Several potentially modifiable health promoting behaviors and attitudes were also associated with higher rates of HIV testing. First, the present study found that communication with sex partners about getting tested for HIV was independently associated with greater likelihood of HIV testing among males. Although HIV testing might result in a discussion with a sexual partner, increasing adolescents’ partner communication skills for HIV preventive behaviors may be an effective means by which to promote HIV testing. Youth who do not discuss testing with a partner, on the other hand, may have insufficient awareness of risk exposure or may feel uncomfortable discussing sexual health issues with their partner. Second, self-efficacy for HIV risk reduction was independently associated with HIV testing among girls, meaning that youth who believed they could engage in preventive behaviors were also more likely to have obtained HIV testing. Third, greater STI knowledge was associated with testing among girls. Findings suggest that, among girls, basic knowledge about STIs may contribute to the uptake of HIV testing. Alternatively, youth may be provided with education about STIs when they are tested for HIV. Nevertheless, the relatively low rates of accurate knowledge about both STI and HIV symptoms, transmission, and treatment demonstrated by adolescents in the present study is concerning.37,38

Given that knowledge is prerequisite to accurately assessing one’s risk for HIV, the present findings indicate a need for increased efforts to educate African American youth about HIV/STI prevention strategies, such as routine testing and consistent condom use with all partners. In particular, incorporating comprehensive HIV prevention information into school-based health education may be an effective strategy for increasing adolescents’ sexual health literacy as well as health-promotive behaviors. Future research should attempt to identify specific areas of informational deficits associated with lack of HIV testing so that educational programming can be effectively and efficiently enhanced. For example, in a sample of African American adolescents, 38% of the teens reported that knowing about treatments or medications for HIV would motivate them to accept HIV testing.13 Although most adolescents acknowledged the health risk of having sex without a condom, this did not translate into greater HIV testing, suggesting a current disconnect between beliefs about personal risk and health behavior.

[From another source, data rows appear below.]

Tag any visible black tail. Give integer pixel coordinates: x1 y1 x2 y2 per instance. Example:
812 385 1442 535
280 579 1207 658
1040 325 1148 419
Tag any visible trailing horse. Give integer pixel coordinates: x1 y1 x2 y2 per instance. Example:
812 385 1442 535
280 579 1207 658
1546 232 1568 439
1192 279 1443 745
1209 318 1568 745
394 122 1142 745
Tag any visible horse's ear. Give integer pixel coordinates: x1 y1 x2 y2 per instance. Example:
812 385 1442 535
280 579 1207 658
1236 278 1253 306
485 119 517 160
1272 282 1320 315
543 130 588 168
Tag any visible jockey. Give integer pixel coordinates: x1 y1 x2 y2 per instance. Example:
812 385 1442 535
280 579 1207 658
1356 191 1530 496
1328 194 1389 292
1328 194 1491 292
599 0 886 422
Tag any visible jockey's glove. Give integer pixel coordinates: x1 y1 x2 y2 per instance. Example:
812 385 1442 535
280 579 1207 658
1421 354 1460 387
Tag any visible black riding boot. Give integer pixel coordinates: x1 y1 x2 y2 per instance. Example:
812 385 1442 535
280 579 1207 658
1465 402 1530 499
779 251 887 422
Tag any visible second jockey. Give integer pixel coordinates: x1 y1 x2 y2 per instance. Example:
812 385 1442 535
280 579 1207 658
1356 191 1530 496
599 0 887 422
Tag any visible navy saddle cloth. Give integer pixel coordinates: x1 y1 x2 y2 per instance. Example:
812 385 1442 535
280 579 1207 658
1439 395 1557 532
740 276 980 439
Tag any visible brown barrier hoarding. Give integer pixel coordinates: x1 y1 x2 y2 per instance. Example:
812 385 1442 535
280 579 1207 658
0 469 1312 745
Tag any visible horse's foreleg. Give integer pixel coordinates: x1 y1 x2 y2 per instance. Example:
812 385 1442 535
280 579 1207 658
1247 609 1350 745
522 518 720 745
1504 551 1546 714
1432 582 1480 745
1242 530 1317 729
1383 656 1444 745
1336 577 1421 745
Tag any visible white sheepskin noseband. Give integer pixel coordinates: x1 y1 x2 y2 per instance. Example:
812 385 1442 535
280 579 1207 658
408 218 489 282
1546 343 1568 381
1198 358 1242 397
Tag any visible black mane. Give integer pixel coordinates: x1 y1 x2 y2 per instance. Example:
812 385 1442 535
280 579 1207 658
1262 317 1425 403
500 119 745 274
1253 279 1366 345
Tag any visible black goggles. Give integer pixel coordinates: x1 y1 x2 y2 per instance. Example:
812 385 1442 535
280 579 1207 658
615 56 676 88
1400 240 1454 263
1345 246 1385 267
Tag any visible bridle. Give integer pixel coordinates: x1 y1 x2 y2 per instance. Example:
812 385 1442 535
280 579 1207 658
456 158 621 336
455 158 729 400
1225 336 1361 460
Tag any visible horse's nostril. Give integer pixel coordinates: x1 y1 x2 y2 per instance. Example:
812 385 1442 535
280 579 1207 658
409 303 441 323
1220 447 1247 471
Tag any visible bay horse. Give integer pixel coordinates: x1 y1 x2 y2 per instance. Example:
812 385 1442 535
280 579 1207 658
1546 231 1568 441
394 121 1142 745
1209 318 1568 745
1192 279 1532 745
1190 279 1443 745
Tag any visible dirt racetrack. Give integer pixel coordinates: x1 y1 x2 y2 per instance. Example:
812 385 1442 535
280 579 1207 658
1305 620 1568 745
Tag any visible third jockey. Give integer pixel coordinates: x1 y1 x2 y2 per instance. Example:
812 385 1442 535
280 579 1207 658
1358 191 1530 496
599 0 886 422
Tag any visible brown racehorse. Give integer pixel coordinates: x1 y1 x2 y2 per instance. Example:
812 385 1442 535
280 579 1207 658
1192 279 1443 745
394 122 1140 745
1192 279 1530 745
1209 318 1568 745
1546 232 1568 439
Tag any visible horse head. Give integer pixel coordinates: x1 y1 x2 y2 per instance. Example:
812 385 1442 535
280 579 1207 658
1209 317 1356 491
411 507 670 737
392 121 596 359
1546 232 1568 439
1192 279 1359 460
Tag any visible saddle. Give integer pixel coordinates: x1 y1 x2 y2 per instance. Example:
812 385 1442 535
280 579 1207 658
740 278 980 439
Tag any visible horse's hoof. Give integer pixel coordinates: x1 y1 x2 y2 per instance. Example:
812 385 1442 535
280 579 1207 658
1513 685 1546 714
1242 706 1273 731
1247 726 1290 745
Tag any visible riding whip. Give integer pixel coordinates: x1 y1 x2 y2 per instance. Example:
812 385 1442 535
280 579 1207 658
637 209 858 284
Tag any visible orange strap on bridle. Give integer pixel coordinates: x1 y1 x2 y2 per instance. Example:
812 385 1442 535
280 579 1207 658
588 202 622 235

Therefore, more effective HIV prevention education about risks may afford a more accurate personal risk assessment, which in turn, may result in increased test seeking behavior.

Interestingly, the present study found that religiosity was the only demographic predictor independently associated with HIV testing and only among boys. In the present study, African American males with less religiosity were more likely to report HIV testing. Prior research examining the impact of religiosity on sexual behavior among adolescent males has been mixed but, among African American females, greater religiosity has been shown to be related to delayed sexual initiation, more positive attitudes toward condoms, more actual condom use, and greater self-efficacy for partner communication about HIV prevention.41,42 One explanation for the present findings may be that young males who more frequently attend religious services engage in less risky sexual behavior and, as a result, may be less likely to seek testing. Alternatively, religious prohibitions against premarital sex may create additional barriers (e.g., stigma or shame) to seeking sexual healthcare and HIV/STI screening for males. Present findings highlight the potential impact of HIV prevention outreach programs supported by community-based religious organizations (e.g., churches, mosques, etc.) in the African American community, and in particular, among young religious males.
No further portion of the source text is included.